Senator John McCain is on record as saying he isn’t much on economics. He made a big speech yesterday at Carnegie Mellon University in Pittsburgh yesterday that proved it. While he hit the usual GOP themes, and while he played the populist card, he also decided that what America didn’t need was subsidies and bail-outs. He then proceeded to offer subsidies and bail-outs.

At the opening, he set a fine tone and laid out a very common sense approach, “Economic policy is not just some academic exercise, and we in Washington are not just passive spectators. We have a responsibility to act -- and if I am elected president I intend to act quickly and decisively. We need reforms that promote growth and opportunity. We need rules that assure fairness and punish wrongdoing in the market. We need tax policies that respect the wage-earners and job creators who make this economy run, and help them to succeed in a global economy. In all of this, it will not be enough to simply dust off the economic policies of four, eight, or twenty-eight years ago. We have our own work to do. We have our own challenges to meet.” Shortly thereafter, it got muddy.
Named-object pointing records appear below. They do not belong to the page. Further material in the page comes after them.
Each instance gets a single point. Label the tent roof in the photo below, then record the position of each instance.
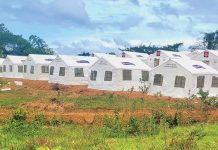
(185, 52)
(1, 60)
(195, 67)
(136, 54)
(195, 53)
(215, 52)
(42, 59)
(174, 55)
(73, 61)
(16, 59)
(127, 63)
(99, 55)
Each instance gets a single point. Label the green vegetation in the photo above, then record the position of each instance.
(121, 102)
(11, 44)
(18, 96)
(148, 133)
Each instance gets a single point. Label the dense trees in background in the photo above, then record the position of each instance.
(152, 48)
(209, 40)
(11, 44)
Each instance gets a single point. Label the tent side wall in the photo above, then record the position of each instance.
(213, 59)
(55, 78)
(117, 83)
(169, 71)
(14, 73)
(101, 66)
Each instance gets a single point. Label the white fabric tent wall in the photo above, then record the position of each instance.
(1, 66)
(37, 61)
(117, 83)
(212, 58)
(170, 70)
(194, 53)
(164, 56)
(13, 61)
(69, 62)
(142, 56)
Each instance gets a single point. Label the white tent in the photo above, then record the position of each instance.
(161, 56)
(185, 52)
(194, 53)
(13, 66)
(70, 70)
(1, 67)
(100, 55)
(117, 74)
(209, 57)
(181, 78)
(141, 56)
(36, 67)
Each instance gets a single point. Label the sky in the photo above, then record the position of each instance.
(74, 26)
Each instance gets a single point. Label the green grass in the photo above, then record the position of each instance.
(92, 137)
(121, 102)
(107, 101)
(15, 97)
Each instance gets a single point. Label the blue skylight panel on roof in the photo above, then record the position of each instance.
(83, 61)
(128, 63)
(198, 67)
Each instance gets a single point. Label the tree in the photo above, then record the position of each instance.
(152, 48)
(210, 40)
(206, 41)
(11, 44)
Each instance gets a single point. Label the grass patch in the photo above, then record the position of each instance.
(121, 102)
(15, 97)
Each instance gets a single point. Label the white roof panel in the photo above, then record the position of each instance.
(127, 63)
(42, 59)
(16, 59)
(73, 61)
(136, 54)
(195, 67)
(1, 60)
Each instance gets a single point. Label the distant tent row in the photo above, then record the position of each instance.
(175, 74)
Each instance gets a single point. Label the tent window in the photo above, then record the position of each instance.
(180, 81)
(62, 71)
(10, 68)
(4, 68)
(32, 69)
(93, 75)
(200, 82)
(108, 76)
(45, 69)
(25, 68)
(214, 82)
(156, 62)
(158, 80)
(206, 62)
(145, 75)
(78, 72)
(127, 75)
(20, 69)
(51, 70)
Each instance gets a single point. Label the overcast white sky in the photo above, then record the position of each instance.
(74, 26)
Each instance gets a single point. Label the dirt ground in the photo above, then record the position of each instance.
(66, 110)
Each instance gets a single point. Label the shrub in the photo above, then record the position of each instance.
(133, 126)
(56, 121)
(18, 125)
(187, 140)
(40, 119)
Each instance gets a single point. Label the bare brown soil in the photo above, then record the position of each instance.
(67, 111)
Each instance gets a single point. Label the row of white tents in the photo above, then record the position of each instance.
(175, 74)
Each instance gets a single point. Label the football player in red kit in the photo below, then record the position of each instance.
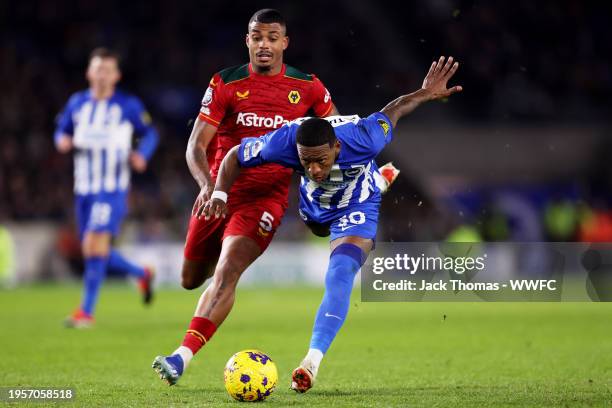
(243, 101)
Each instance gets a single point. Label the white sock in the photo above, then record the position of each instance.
(313, 357)
(186, 354)
(381, 182)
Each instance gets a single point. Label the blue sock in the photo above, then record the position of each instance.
(344, 263)
(95, 271)
(117, 262)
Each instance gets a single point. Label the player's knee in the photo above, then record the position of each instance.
(228, 272)
(189, 283)
(195, 273)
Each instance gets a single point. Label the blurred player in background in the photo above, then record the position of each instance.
(338, 195)
(240, 102)
(98, 125)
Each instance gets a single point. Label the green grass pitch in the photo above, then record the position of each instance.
(387, 354)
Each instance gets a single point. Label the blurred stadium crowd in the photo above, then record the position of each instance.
(527, 63)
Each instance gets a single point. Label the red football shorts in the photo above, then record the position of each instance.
(256, 218)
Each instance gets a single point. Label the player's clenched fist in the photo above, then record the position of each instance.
(437, 77)
(216, 206)
(203, 197)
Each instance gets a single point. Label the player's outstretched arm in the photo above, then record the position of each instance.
(228, 173)
(434, 87)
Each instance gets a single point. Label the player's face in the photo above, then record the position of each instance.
(318, 160)
(266, 43)
(103, 73)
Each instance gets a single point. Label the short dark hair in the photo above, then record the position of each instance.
(268, 16)
(104, 52)
(315, 132)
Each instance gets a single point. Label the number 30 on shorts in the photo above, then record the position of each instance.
(266, 223)
(354, 218)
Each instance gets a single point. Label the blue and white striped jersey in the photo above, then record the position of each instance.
(102, 133)
(351, 178)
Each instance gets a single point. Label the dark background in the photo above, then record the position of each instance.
(536, 75)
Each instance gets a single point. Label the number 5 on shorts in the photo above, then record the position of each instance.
(266, 223)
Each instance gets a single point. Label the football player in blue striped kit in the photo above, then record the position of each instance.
(338, 197)
(98, 125)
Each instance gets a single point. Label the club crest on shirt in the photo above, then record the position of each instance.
(242, 95)
(294, 97)
(384, 125)
(207, 97)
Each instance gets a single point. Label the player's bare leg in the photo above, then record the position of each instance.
(237, 253)
(195, 273)
(95, 248)
(347, 256)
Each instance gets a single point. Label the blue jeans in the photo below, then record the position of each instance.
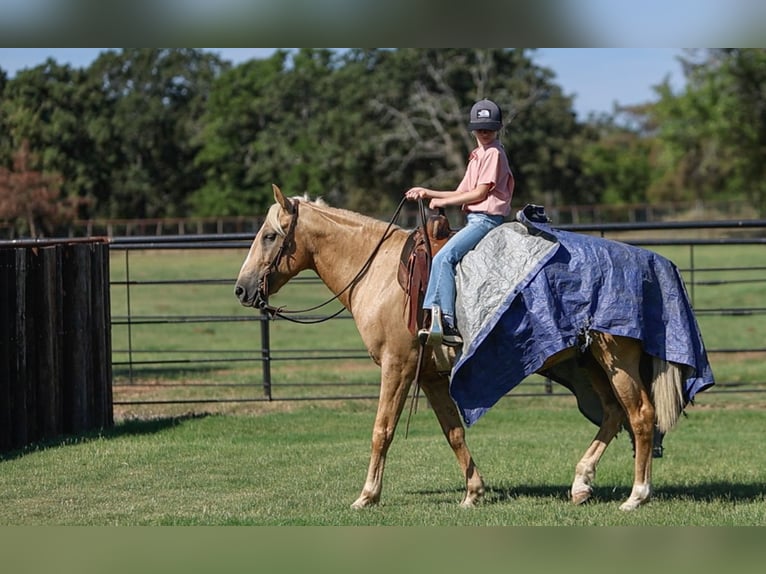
(441, 283)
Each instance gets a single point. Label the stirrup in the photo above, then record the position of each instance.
(435, 332)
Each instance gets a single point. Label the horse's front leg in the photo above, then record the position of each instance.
(613, 418)
(620, 358)
(436, 389)
(395, 381)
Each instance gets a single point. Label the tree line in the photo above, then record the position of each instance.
(148, 133)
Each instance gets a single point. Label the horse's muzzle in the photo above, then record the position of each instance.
(250, 297)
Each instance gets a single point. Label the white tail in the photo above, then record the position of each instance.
(667, 393)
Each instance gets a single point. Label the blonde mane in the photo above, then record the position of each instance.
(272, 216)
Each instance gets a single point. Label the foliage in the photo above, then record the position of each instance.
(179, 132)
(30, 199)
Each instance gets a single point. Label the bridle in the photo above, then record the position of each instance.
(288, 241)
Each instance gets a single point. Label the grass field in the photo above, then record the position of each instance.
(221, 360)
(294, 462)
(303, 464)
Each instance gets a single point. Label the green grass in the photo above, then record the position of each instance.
(300, 371)
(305, 465)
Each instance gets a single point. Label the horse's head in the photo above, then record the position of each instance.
(273, 258)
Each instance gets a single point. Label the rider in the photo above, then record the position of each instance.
(485, 196)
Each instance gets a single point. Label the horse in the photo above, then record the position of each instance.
(357, 258)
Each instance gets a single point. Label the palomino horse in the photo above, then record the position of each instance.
(337, 244)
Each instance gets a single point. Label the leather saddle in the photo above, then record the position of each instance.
(419, 249)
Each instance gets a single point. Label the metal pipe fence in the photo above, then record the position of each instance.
(135, 363)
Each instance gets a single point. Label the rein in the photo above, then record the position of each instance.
(289, 238)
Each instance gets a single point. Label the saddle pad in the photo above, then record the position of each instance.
(528, 291)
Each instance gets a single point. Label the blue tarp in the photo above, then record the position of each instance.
(583, 283)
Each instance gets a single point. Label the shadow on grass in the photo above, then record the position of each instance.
(132, 427)
(702, 492)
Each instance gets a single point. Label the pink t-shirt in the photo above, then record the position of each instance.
(489, 165)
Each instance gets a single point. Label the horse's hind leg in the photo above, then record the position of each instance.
(585, 471)
(436, 390)
(620, 358)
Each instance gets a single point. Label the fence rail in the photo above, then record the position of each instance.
(135, 360)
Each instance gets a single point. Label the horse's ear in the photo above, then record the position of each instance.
(279, 197)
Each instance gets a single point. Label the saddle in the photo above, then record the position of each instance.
(419, 249)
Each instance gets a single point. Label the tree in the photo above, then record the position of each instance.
(148, 128)
(713, 134)
(29, 200)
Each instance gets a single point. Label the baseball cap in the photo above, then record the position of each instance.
(485, 115)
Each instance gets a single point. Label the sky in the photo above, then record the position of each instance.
(598, 78)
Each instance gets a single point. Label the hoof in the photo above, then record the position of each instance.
(581, 496)
(631, 504)
(363, 502)
(470, 500)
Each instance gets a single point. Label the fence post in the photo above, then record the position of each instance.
(266, 353)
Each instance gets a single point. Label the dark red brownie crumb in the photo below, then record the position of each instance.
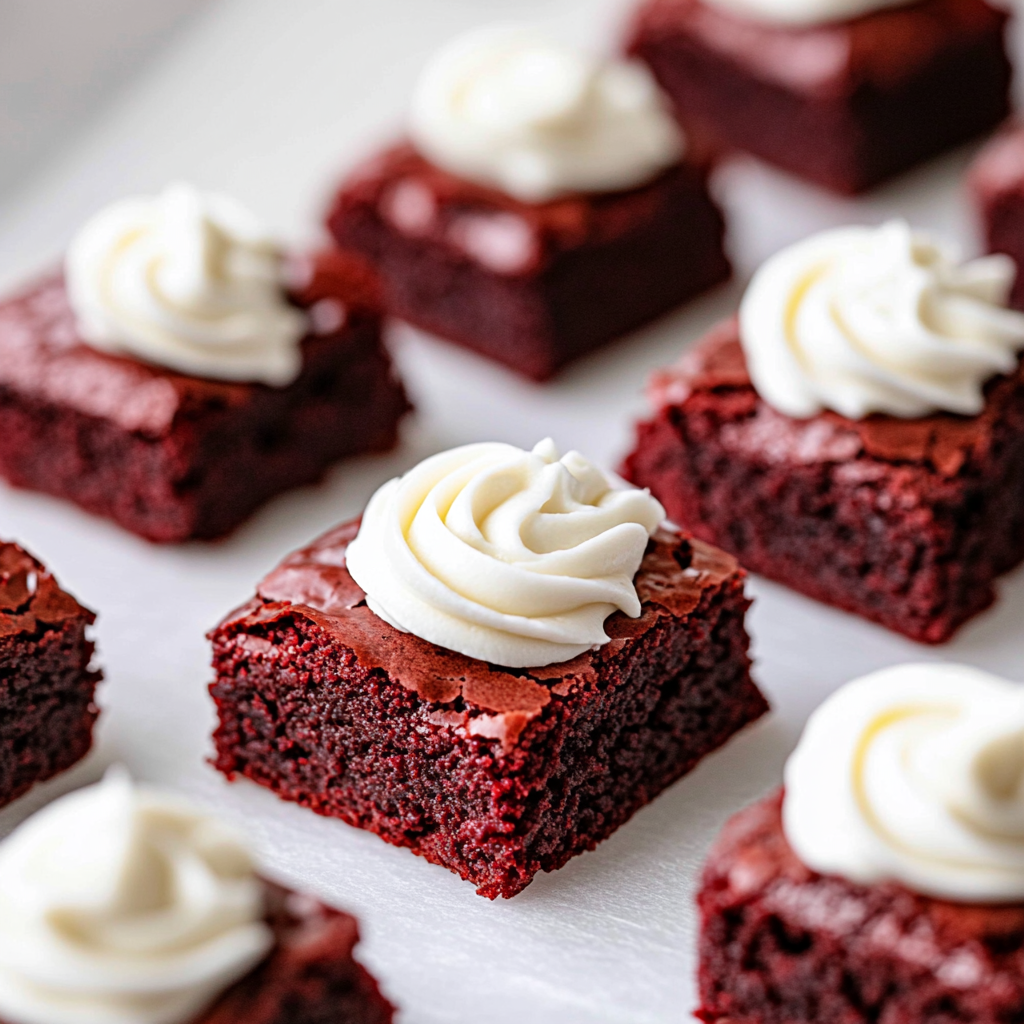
(46, 685)
(529, 286)
(310, 976)
(780, 944)
(906, 522)
(174, 458)
(997, 184)
(496, 773)
(847, 104)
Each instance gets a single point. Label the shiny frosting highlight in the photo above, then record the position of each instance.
(187, 281)
(914, 774)
(512, 557)
(804, 13)
(124, 905)
(879, 320)
(510, 109)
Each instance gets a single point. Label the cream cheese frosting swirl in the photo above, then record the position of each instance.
(186, 281)
(879, 320)
(802, 13)
(914, 774)
(507, 108)
(512, 557)
(124, 905)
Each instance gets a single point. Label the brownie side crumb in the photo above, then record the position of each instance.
(46, 683)
(780, 944)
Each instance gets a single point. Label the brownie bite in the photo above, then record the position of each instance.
(783, 943)
(492, 771)
(845, 101)
(906, 520)
(47, 683)
(529, 252)
(176, 446)
(996, 183)
(310, 977)
(125, 902)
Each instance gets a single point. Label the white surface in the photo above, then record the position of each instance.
(270, 100)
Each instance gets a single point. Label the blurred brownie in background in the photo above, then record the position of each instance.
(176, 398)
(532, 226)
(845, 101)
(996, 182)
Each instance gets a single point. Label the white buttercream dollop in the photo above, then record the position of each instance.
(512, 557)
(804, 13)
(508, 108)
(878, 320)
(186, 281)
(914, 774)
(124, 905)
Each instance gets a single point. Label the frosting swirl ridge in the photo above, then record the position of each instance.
(512, 557)
(914, 774)
(186, 281)
(123, 905)
(805, 12)
(879, 320)
(507, 108)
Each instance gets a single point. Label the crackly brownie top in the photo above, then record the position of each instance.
(882, 48)
(501, 232)
(42, 355)
(715, 376)
(314, 582)
(30, 597)
(753, 862)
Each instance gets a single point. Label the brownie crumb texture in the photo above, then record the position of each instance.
(780, 944)
(905, 522)
(46, 683)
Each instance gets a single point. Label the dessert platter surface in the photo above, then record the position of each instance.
(268, 101)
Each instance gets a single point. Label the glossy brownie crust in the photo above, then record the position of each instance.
(173, 458)
(997, 186)
(531, 287)
(46, 685)
(495, 773)
(906, 522)
(846, 105)
(780, 944)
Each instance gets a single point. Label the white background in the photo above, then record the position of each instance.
(271, 100)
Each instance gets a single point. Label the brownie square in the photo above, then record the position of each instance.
(171, 457)
(46, 683)
(780, 944)
(906, 522)
(529, 286)
(495, 773)
(847, 104)
(996, 183)
(310, 976)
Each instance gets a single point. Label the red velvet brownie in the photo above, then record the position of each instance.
(171, 453)
(530, 286)
(845, 103)
(495, 773)
(781, 944)
(886, 883)
(46, 682)
(534, 224)
(997, 185)
(126, 903)
(906, 522)
(310, 977)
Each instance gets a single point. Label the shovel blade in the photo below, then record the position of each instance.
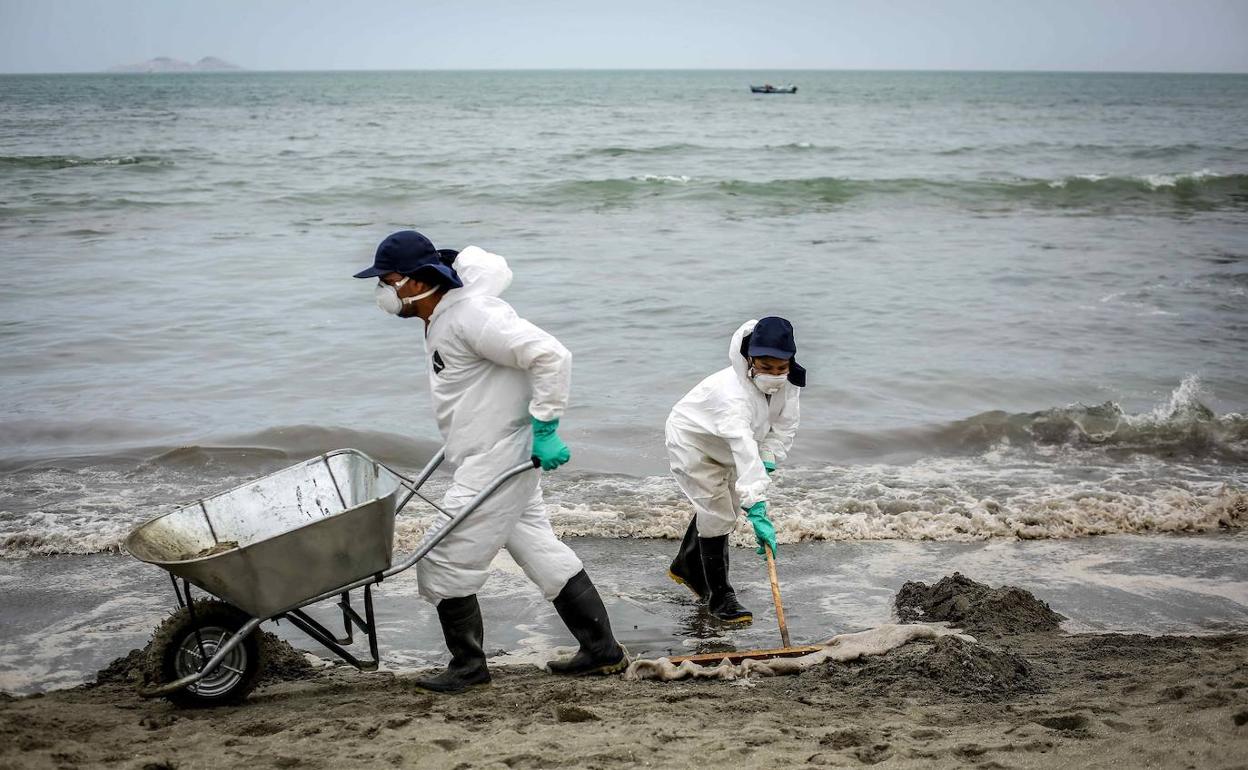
(738, 657)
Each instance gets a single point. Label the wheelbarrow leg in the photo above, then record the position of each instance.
(348, 635)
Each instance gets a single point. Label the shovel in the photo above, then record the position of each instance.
(781, 652)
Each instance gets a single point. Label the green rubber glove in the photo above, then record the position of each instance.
(764, 529)
(547, 446)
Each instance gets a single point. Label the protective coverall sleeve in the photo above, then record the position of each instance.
(751, 477)
(784, 429)
(507, 340)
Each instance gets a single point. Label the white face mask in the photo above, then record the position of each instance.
(769, 383)
(388, 300)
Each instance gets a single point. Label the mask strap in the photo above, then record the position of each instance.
(421, 296)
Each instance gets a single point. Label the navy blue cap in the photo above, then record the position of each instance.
(409, 253)
(773, 337)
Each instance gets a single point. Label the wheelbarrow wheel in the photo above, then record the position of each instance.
(177, 650)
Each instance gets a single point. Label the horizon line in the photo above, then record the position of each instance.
(981, 70)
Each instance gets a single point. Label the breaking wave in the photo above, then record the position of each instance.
(1063, 472)
(1201, 189)
(74, 161)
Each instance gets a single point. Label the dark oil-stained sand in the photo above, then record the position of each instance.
(1035, 699)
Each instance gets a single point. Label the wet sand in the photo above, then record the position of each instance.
(1007, 700)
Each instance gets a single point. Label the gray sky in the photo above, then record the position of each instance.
(1160, 35)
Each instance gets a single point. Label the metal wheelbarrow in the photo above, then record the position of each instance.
(267, 549)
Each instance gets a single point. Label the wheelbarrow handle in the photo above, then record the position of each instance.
(463, 513)
(413, 486)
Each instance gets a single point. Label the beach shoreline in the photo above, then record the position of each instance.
(1076, 700)
(1020, 693)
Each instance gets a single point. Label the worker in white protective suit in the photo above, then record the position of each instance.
(499, 386)
(724, 441)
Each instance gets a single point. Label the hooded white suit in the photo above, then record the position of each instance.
(489, 371)
(715, 434)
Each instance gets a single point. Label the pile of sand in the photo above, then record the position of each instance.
(975, 607)
(952, 665)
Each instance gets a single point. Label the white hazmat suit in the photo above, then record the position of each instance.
(489, 371)
(718, 433)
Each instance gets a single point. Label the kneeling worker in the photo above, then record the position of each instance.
(724, 439)
(499, 386)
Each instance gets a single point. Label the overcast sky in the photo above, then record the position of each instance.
(1131, 35)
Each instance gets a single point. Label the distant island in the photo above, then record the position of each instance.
(165, 64)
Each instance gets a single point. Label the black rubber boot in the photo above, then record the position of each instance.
(721, 602)
(464, 635)
(584, 614)
(687, 567)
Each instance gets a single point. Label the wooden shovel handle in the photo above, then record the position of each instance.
(775, 595)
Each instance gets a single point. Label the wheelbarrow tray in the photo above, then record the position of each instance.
(273, 543)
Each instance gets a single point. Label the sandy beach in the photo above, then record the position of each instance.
(1032, 699)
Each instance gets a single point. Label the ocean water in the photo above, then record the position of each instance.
(1022, 297)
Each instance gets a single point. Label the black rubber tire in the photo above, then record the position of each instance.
(167, 662)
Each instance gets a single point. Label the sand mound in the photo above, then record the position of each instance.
(975, 607)
(282, 663)
(955, 665)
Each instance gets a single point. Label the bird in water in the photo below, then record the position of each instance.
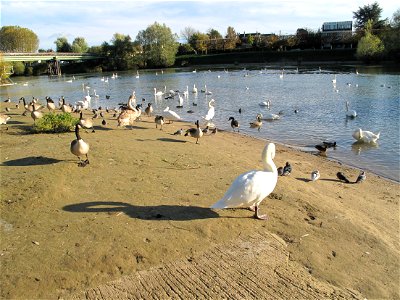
(234, 123)
(315, 175)
(249, 189)
(287, 169)
(341, 177)
(361, 177)
(80, 148)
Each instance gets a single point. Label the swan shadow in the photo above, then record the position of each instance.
(171, 140)
(31, 161)
(156, 212)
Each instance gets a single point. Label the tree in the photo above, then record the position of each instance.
(18, 39)
(368, 12)
(159, 46)
(231, 38)
(62, 45)
(370, 47)
(79, 45)
(187, 33)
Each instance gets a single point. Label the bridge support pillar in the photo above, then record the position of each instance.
(53, 67)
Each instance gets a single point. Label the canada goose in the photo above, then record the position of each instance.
(249, 189)
(159, 120)
(195, 132)
(257, 123)
(35, 114)
(50, 104)
(86, 123)
(79, 148)
(234, 123)
(149, 109)
(3, 120)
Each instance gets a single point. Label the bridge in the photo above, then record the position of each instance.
(47, 56)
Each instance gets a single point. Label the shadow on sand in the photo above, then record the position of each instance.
(30, 161)
(158, 212)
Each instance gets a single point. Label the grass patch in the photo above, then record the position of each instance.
(55, 123)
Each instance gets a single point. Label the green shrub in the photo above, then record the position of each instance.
(55, 123)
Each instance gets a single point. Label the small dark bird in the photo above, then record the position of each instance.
(280, 171)
(287, 169)
(361, 177)
(178, 132)
(330, 144)
(321, 148)
(341, 177)
(234, 123)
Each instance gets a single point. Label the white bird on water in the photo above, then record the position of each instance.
(249, 189)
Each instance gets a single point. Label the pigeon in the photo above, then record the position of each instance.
(361, 177)
(315, 175)
(178, 132)
(341, 177)
(287, 169)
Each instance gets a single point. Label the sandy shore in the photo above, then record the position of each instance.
(141, 205)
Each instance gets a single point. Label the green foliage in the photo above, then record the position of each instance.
(370, 47)
(79, 45)
(19, 67)
(62, 45)
(18, 39)
(55, 123)
(368, 12)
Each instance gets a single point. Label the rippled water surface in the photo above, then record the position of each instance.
(321, 115)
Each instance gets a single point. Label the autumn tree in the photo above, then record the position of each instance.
(18, 39)
(159, 45)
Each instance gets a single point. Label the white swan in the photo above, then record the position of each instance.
(365, 136)
(211, 111)
(351, 113)
(171, 114)
(249, 189)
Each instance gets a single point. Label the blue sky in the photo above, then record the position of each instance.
(97, 21)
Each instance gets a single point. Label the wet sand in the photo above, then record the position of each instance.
(141, 205)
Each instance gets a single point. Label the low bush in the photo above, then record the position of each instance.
(55, 123)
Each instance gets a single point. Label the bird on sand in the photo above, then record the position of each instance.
(249, 189)
(361, 177)
(341, 177)
(315, 175)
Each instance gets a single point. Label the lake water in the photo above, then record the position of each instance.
(374, 93)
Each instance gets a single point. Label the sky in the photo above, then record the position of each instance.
(97, 21)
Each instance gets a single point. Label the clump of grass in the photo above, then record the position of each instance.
(55, 123)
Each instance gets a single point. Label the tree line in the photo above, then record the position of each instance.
(157, 46)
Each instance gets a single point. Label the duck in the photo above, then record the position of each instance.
(361, 177)
(159, 120)
(86, 123)
(35, 114)
(80, 148)
(350, 113)
(211, 111)
(3, 119)
(149, 109)
(172, 116)
(365, 136)
(249, 189)
(257, 123)
(315, 175)
(234, 123)
(197, 133)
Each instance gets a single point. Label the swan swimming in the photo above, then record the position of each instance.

He spent a lot of time hammering away on earmarks, money voted for a legislators’ pet project back home; he cited Hillary Clinton’s support for a Woodstock Festival Museum. He wants to abolish earmarks (by vetoing everything with an earmark in it) and use the $100 billion saved to cut business taxes from 35% to 25%. He wants to phase out the Alternative Minimum Tax for everyone. And he wants to raise the deduction for dependents from $3,500 to $7,000. Since the speech fell on the day Americans had to file their income tax returns, this was auspicious. But surely, these are simply presidential earmarks, giveaways to his national constituency.

Another giveaway was, “I propose that the federal government suspend all taxes on gasoline now paid by the American people -- from Memorial Day to Labor Day of this year. The effect will be an immediate economic stimulus -- taking a few dollars off the price of a tank of gas every time a family, a farmer, or trucker stops to fill up.” Cutting the tax OPEC has put on the global economy by driving up the US federal deficit so that John Q. Public can do some extra driving this summer is an earmark.

Then, he proceeded to scare everyone, “If I’m elected president, I’ll work with Congress and the states to make job training and unemployment insurance what they should be -- a swift path from a job that’s not coming back to a job that won’t go away.” The jobs that have left are solid manufacturing jobs for the blue collar workers and data processing and call center jobs for white collar workers. What’s left is flipping burgers and greeting people at Wal-Mart. Reading between the lines, it’s clear that he knows his policies such as they are will cause job loss in America.

What summed the speech up most was “In a free market, there must be transparency, accountability, and personal and corporate responsibility. The housing crisis came about because these standards collapsed -- and, as president, I intend to restore them.” But the only time the word “regulation” appeared in the speech was in reference to tax laws, not to the behavior of Wall Street. Either Mr. McCain is a very canny politician who is trying to pull the wool over the eyes of voters on his “more of the same” economics, or he really is an unsophisticated thinker on such matters. Neither case bodes well.